Boosting Gene Mapping Power and Efficiency with Efficient Exact Variance Component Tests of Single Nucleotide Polymorphism Sets.

Zhou JJ1, Hu T2,3, Qiao D4, Cho MH5,6,7, Zhou H8.

Author information

Division of Epidemiology and Biostatistics, Mel and Enid Zuckerman College of Public Health, University of Arizona, Tucson, Arizona 85724
Bioinformatics Research Center, North Carolina State University, Raleigh, North Carolina 27695.
Department of Statistics, North Carolina State University, Raleigh, North Carolina 27695.
Department of Biostatistics, Harvard School of Public Health, Boston, Massachusetts.
Channing Division of Network Medicine, Department of Medicine, Brigham and Women's Hospital, Boston, Massachusetts.
Harvard Medical School, Boston, Massachusetts.
Division of Pulmonary and Critical Care Medicine, Department of Medicine, Brigham and Women's Hospital, Boston, Massachusetts 02115.
Department of Biostatistics, University of California, Los Angeles, California 90095.


Single nucleotide polymorphism (SNP) set tests have been a powerful method in analyzing next-generation sequencing (NGS) data.
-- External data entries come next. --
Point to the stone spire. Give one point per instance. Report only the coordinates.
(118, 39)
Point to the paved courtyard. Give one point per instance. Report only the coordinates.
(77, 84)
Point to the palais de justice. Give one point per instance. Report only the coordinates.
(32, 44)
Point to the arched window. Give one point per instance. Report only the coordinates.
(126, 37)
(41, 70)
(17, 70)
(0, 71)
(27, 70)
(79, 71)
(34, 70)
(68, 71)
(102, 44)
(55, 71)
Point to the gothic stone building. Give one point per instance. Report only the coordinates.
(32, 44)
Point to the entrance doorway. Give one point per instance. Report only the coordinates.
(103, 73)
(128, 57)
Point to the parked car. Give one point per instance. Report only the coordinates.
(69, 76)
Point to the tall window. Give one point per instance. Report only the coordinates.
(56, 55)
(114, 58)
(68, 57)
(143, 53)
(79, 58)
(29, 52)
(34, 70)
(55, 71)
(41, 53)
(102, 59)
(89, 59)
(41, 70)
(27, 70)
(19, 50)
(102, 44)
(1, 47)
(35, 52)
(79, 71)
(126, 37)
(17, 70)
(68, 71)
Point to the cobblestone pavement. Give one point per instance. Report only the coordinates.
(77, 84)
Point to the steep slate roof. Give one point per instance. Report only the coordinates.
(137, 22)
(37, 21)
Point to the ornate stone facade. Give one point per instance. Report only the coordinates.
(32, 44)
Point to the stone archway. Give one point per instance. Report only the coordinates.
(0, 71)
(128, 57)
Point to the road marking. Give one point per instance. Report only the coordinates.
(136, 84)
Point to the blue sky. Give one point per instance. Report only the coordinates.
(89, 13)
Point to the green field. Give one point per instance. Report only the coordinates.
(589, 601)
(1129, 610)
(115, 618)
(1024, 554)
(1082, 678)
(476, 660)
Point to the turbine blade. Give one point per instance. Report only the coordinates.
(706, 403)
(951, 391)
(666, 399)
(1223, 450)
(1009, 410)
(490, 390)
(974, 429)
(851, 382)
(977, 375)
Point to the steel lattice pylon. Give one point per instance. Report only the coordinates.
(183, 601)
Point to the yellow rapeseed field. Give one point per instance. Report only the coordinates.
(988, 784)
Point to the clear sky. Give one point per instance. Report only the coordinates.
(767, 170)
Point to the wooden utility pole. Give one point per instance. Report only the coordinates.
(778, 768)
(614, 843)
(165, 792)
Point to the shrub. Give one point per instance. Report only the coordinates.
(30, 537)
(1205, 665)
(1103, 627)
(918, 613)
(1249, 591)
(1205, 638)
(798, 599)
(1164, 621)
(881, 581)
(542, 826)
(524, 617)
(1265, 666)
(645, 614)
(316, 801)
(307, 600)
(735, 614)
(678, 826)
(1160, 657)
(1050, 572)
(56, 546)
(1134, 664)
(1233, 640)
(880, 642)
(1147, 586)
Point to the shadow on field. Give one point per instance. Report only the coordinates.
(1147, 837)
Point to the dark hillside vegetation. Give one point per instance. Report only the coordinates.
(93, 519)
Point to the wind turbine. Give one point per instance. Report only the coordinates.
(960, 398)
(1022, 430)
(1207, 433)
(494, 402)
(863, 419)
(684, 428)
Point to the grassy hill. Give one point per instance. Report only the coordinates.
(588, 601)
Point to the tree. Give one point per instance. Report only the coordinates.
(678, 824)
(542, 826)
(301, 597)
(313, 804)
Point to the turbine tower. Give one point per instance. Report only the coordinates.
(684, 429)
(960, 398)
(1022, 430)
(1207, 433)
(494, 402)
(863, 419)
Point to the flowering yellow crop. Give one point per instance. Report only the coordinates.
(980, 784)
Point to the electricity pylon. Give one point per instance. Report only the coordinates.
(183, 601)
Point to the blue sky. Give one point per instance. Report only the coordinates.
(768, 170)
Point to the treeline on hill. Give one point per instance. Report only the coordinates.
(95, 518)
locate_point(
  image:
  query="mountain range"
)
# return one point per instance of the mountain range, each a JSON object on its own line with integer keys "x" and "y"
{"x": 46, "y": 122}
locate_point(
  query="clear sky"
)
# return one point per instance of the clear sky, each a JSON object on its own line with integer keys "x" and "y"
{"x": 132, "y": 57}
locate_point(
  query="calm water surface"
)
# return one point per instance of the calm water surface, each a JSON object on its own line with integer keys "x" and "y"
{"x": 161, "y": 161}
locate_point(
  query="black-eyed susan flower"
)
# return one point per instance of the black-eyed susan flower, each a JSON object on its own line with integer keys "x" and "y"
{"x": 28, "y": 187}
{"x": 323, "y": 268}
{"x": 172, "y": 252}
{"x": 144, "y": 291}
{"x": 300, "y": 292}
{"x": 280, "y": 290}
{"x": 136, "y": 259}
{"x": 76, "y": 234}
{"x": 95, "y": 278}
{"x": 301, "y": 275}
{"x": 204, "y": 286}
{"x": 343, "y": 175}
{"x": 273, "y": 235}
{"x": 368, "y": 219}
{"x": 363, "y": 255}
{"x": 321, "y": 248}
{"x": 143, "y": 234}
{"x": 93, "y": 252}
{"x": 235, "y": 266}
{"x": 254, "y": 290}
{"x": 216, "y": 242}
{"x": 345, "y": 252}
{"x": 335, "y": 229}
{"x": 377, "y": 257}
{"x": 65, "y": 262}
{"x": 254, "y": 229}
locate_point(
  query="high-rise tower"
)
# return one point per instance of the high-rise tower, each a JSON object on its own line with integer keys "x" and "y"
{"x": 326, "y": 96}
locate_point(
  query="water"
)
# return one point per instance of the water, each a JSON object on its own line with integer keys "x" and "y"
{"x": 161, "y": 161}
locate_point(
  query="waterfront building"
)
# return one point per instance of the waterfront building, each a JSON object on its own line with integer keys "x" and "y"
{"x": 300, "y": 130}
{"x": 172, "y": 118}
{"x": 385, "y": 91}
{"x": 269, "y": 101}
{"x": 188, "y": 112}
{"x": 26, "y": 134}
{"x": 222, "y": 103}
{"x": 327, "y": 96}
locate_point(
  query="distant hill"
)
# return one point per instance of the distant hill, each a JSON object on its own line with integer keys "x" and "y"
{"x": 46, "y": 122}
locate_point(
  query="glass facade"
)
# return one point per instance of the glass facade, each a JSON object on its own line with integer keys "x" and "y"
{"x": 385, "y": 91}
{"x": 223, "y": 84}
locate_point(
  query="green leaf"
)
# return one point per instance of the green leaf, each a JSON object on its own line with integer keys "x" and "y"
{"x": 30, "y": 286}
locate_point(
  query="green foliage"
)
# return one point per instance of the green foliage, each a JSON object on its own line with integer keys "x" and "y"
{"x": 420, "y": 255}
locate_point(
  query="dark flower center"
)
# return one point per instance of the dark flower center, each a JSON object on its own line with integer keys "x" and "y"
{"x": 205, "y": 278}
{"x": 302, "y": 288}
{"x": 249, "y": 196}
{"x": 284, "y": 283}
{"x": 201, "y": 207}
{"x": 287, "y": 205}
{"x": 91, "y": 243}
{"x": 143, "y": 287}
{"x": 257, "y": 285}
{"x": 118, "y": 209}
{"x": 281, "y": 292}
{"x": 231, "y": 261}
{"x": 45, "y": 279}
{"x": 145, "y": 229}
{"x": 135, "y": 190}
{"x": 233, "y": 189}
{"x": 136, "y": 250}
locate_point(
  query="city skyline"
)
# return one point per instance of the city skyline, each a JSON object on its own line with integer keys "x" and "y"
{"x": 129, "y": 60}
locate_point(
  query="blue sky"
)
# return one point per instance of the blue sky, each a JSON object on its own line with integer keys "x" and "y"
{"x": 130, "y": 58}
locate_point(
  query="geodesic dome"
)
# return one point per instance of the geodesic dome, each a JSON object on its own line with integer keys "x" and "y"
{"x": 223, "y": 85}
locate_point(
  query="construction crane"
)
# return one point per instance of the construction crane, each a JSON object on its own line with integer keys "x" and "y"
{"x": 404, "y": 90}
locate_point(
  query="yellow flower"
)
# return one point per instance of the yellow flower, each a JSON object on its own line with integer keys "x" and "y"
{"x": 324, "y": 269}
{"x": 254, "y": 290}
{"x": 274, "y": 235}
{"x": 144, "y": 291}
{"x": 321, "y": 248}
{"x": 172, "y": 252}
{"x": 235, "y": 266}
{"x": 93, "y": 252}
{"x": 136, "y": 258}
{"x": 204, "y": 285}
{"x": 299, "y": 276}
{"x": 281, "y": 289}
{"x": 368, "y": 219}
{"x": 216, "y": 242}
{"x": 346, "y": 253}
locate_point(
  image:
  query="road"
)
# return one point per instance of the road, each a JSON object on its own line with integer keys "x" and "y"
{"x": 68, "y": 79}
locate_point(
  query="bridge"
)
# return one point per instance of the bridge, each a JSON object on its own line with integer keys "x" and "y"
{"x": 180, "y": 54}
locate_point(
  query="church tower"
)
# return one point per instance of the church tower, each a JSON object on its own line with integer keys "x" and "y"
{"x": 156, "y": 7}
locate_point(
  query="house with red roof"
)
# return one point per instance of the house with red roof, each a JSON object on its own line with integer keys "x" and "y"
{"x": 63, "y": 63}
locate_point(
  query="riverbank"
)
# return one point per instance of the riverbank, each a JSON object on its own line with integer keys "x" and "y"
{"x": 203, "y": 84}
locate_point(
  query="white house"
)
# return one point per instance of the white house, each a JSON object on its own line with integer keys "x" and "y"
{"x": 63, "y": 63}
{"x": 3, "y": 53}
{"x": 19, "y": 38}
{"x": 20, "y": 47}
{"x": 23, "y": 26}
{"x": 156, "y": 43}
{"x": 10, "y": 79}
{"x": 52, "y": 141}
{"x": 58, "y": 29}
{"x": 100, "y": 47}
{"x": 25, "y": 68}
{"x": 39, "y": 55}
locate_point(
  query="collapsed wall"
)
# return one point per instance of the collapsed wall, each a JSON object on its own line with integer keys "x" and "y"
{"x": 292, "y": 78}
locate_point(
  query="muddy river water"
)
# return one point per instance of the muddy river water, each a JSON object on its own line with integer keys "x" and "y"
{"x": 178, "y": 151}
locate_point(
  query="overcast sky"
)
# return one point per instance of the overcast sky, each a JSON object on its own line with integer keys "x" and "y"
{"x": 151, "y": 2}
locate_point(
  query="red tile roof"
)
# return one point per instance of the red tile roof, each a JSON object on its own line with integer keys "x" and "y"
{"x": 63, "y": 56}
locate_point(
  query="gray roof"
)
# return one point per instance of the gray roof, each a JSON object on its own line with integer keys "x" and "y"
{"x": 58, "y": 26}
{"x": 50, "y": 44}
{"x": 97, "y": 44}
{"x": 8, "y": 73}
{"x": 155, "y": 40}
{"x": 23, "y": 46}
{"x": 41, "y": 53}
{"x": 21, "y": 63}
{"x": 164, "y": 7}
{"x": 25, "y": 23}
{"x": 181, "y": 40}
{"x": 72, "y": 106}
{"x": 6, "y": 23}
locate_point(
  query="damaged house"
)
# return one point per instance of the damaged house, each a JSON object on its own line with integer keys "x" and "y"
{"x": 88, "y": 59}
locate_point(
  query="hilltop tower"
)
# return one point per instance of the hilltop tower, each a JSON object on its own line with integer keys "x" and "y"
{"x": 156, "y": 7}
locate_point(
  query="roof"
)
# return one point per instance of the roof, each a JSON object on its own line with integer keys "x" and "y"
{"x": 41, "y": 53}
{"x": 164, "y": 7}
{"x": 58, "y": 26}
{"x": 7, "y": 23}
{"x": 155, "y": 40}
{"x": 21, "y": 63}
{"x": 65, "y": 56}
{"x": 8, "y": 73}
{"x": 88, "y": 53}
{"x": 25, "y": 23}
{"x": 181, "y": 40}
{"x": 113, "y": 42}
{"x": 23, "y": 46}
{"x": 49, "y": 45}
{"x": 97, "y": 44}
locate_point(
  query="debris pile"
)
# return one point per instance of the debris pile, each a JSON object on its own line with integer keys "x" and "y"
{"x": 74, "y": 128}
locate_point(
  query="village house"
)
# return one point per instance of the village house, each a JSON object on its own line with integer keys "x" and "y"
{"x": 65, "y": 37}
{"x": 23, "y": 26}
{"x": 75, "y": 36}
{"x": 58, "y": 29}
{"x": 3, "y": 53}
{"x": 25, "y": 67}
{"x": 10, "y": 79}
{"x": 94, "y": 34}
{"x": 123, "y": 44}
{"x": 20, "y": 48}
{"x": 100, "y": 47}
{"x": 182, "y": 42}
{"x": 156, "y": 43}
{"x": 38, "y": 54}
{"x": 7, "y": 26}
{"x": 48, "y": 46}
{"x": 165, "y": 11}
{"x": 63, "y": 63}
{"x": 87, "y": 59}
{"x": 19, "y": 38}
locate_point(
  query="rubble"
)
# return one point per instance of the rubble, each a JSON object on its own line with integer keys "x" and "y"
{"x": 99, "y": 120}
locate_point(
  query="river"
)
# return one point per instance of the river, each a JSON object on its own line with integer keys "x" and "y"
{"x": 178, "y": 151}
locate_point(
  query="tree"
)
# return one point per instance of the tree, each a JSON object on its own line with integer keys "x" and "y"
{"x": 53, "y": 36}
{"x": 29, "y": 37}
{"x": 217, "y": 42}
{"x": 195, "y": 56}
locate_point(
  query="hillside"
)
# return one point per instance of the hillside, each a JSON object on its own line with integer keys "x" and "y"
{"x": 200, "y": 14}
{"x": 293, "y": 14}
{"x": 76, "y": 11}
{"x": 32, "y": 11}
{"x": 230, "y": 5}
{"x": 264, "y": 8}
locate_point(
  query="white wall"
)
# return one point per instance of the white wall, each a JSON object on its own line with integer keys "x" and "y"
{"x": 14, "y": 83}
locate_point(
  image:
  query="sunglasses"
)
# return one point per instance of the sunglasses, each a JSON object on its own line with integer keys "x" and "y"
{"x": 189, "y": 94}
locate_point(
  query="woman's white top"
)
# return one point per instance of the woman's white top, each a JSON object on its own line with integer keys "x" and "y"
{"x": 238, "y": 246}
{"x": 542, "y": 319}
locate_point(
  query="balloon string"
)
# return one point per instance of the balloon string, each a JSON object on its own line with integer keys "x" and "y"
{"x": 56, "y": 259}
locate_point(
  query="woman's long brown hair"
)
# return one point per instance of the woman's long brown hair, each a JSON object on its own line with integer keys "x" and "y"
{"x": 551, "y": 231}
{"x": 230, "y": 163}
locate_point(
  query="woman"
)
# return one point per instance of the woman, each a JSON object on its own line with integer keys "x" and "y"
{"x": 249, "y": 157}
The popular sequence kernel association test (SKAT) method tests a set of variants as random effects in the linear mixed model setting. Its P-value is calculated based on asymptotic theory that requires a large sample size. Therefore, it is known that SKAT is conservative and can lose power at small or moderate sample sizes. Given the current cost of sequencing technology, scales of NGS are still limited. In this report, we derive and implement computationally efficient, exact (nonasymptotic) score (eScore), likelihood ratio (eLRT), and restricted likelihood ratio (eRLRT) tests, ExactVCTest, that can achieve high power even when sample sizes are small. We perform simulation studies under various genetic scenarios. Our ExactVCTest (i.e., eScore, eLRT, eRLRT) exhibits well-controlled type I error. Under the alternative model, eScore P-values are universally smaller than those from SKAT. eLRT and eRLRT demonstrate significantly higher power than eScore, SKAT, and SKAT optimal (SKAT-o) across all scenarios and various samples sizes. We applied these tests to an exome sequencing study. Our findings replicate previous results and shed light on rare variant effects within genes. The software package is implemented in the open source, high-performance technical computing language Julia, and is freely available at Analysis of each trait in the exome sequencing data set with 399 individuals and 16,619 genes takes around 1 min on a desktop computer.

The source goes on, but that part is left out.